Ind AS 8 - Accounting Policies, Changes in Accounting Estimates and Errors
This amendment has introduced a definition of 'accounting estimates' and included amendments to Ind AS 8 to help entities distinguish changes in accounting policies from changes in accounting estimates. The Company has evaluated the amendment and there is no impact on its financial statements.
Ind AS 12 - Income Taxes
This amendment has narrowed the scope of the initial recognition exemption so that it does not apply to transactions that give rise to equal and offsetting temporary differences.
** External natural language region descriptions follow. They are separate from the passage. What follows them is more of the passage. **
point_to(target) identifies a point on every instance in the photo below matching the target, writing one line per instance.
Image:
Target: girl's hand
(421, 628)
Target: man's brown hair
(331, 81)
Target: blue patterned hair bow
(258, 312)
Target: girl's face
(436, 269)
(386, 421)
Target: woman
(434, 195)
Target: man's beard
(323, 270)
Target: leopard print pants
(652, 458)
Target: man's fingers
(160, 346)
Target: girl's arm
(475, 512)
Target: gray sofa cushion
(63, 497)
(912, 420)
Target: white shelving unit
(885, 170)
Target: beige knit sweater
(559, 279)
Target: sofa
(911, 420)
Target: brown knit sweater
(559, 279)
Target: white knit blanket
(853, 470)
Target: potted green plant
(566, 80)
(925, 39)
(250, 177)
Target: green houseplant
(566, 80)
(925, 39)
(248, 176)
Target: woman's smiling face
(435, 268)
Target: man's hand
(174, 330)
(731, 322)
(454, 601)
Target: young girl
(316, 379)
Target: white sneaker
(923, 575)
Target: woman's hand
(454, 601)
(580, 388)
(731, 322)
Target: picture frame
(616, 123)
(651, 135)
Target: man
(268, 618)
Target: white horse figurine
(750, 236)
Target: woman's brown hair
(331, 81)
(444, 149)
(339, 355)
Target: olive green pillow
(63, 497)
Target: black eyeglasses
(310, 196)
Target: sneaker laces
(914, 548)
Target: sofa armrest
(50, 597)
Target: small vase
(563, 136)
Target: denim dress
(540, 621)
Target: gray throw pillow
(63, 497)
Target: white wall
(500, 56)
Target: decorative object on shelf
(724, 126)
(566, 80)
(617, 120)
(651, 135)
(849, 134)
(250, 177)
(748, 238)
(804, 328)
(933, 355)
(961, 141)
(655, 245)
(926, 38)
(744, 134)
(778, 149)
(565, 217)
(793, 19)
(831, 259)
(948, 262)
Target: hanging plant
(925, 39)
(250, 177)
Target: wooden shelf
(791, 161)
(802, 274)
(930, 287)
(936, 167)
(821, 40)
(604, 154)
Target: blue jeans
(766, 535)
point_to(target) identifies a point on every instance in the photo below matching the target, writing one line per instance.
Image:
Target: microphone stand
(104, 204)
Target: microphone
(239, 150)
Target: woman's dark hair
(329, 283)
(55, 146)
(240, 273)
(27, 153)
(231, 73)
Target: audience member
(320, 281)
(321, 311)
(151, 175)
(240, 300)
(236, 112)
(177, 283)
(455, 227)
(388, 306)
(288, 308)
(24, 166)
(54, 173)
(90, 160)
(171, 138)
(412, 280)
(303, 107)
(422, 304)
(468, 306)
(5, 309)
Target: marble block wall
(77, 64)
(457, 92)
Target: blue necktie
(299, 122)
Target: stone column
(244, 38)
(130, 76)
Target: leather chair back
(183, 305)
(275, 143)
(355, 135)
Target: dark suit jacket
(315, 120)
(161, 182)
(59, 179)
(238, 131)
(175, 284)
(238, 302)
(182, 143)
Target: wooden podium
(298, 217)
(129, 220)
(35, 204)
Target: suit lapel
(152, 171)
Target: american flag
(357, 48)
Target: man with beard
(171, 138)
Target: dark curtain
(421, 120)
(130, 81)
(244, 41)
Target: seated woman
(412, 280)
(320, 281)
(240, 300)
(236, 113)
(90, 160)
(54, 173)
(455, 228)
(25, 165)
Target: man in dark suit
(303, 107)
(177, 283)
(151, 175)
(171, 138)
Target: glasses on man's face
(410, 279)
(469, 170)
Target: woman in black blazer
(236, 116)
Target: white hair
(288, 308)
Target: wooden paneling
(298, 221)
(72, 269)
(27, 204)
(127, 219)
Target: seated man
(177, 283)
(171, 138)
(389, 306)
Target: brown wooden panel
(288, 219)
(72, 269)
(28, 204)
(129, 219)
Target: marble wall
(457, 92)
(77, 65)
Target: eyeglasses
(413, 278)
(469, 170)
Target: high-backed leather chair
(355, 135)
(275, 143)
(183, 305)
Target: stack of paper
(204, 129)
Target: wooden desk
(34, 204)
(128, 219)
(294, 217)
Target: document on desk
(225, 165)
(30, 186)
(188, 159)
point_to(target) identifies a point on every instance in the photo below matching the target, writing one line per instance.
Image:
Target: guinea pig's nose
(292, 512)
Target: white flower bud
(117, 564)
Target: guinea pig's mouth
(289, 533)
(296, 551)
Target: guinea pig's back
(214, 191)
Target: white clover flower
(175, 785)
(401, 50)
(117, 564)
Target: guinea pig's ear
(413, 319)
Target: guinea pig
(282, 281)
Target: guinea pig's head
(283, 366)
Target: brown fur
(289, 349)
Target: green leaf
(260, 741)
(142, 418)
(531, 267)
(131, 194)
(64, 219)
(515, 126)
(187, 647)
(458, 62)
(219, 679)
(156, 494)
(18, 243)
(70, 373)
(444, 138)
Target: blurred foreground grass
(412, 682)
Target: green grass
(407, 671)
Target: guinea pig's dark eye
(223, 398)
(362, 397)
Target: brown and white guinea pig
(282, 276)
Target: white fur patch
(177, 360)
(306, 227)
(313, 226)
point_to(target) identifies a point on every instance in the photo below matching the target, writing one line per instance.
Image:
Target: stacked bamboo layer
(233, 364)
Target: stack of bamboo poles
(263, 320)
The Company has evaluated the amendment and there is no impact on its financial statements.
Ind AS 107 - Financial Instruments Disclosures
This amendment has made an addition which says that “Information about the measurement basis for financial instruments used in preparing the financial statements is material accounting policy information and is to be disclosed.” The Company has evaluated the amendment and there is no impact on its financial statements.
Apart from above, consequential amendments and editorials have been made to other Ind AS like Ind AS 34, Ind AS 101, Ind AS 103, Ind AS 109 and Ind AS 115.
(ac) Rounding off amounts
All amounts disclosed in the Standalone Financial Statements and notes have been rounded off to the nearest lakhs (with two places of decimal) as per the requirement of Schedule III to the Act unless otherwise stated.
Note 2: Significant Accounting Judgments, Estimates and Assumptions
The preparation of the Standalone Financial Statements requires management to make judgments, estimates and assumptions. These estimates, judgments and assumptions affect the application of accounting policies and the reported amounts of assets and liabilities, the disclosures relating to contingent liabilities at the date of the financial statements and reported amounts of revenues and expenses during the period. The application of accounting policies that require critical accounting estimates involving complex and subjective judgments and the use of assumptions in these standalone financial statements. Accounting estimates could change from period to period. Actual results could differ from those estimates. Appropriate changes in estimates are made as the Management becomes aware of changes in circumstances surrounding the estimates. Changes in estimates are reflected in the Standalone Financial Statements in the period in which the changes are made and, if material, their effects are disclosed in the notes to the Standalone Financial Statements.
In the process of applying the company's accounting policies, management has made the following estimates, judgments and assumptions, which have the significant effect on the amounts recognised and disclosed in the Standalone Financial Statements:
1. Going Concern Assumptions in the preparation of the Standalone Financial Statements.
2. Expected Cost of Completion of Contracts.
3. Fair Value Measurement of Financial Instruments.
4. Impairment of Investments in Joint Venture and Subsidiaries
5. Recognition of Deferred Tax Assets for carried forward tax losses
6. Impairment of Trade Receivables and due from customer.
7. Provisions, Claims and Contingent Liabilities
8. Estimation of Defined Benefits Obligation
9. Useful life of Property, Plant and Equipment
Estimates and judgments are continually evaluated on an ongoing basis. They are based on historical experience and other factors, including expectations of future events that may have a financial impact on the Company and that are believed to be reasonable under the circumstances. Difference, if any, between the actual results and estimates is recognised in the period in which the results are known.